Se lo dijo Cristo a sus apóstoles aquella negra noche, en el Huerto de los Olivos cuando, luego de haberse separado de ellos unos cuantos metros para orar, volvió y los encontró dormidos. ¿No podría Cristo, al terminar la Semana Santa hacernos alguna de estas preguntas?

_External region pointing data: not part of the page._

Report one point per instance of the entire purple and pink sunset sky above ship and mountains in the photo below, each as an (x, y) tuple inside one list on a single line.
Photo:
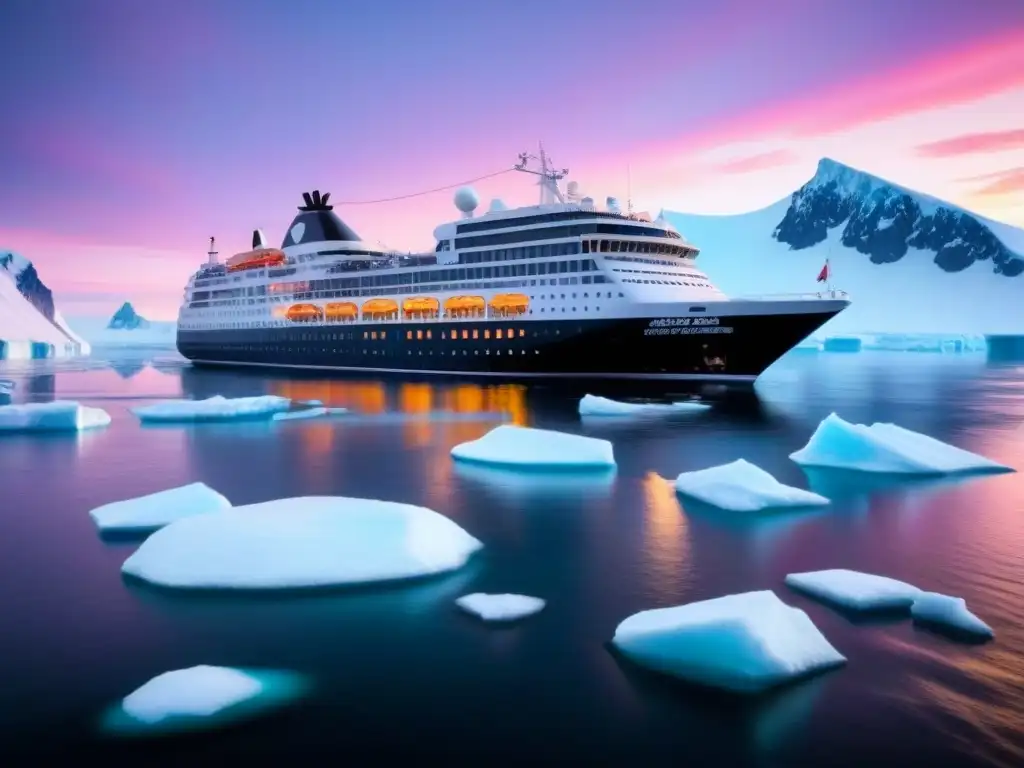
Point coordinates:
[(144, 164)]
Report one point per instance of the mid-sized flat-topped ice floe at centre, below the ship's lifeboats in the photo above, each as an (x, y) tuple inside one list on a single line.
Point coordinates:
[(526, 447)]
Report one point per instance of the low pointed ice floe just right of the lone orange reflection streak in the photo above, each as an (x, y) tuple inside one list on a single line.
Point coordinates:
[(742, 487)]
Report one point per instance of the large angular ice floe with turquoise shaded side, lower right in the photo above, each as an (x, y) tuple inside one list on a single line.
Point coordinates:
[(744, 644)]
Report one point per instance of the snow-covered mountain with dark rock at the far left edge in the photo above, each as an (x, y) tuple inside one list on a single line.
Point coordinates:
[(30, 325)]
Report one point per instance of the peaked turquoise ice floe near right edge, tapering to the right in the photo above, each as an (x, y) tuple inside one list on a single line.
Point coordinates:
[(887, 448)]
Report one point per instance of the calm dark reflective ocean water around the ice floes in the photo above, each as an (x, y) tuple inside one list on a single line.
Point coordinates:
[(401, 674)]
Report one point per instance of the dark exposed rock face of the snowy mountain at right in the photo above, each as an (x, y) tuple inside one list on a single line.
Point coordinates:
[(885, 222)]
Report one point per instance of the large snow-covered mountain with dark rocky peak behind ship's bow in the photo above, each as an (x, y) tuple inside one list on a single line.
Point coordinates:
[(911, 264)]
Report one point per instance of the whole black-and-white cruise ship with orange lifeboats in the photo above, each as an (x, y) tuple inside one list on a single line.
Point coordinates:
[(562, 289)]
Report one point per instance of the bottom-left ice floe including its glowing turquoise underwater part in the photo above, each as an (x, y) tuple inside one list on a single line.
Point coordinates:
[(202, 697)]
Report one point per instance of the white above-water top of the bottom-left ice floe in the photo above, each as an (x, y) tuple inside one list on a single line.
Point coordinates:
[(197, 692)]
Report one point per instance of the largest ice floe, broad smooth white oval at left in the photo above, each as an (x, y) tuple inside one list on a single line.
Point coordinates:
[(302, 543)]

Durante tus vacaciones, quizás en alguna playa o en algún lugar de provincia,:

Ø  ¿No tendrás un rato para asistir el Jueves Santo a los oficios en los que se conmemora el día en que instituí la santa Misa y les di el mandamiento nuevo de amarse los unos a los otros?

Ø  ¿No podrás darte un «tiempecito» el Viernes Santo, para recorrer conmigo el penoso camino del Vía Crucis y acompañarme en la hora de mi crucifixión y de mi muerte?

Ø ¿No podrás desvelarse un poquito la noche del sábado para que celebráramos juntos mi resurrección y la de ustedes?

Ø  Y lo que es aún más importante, ¿no podrás durante estos días santos dejar de hacer algunas de esas cosas que sueles hacer en vacaciones y por las cuales yo morí en la cruz?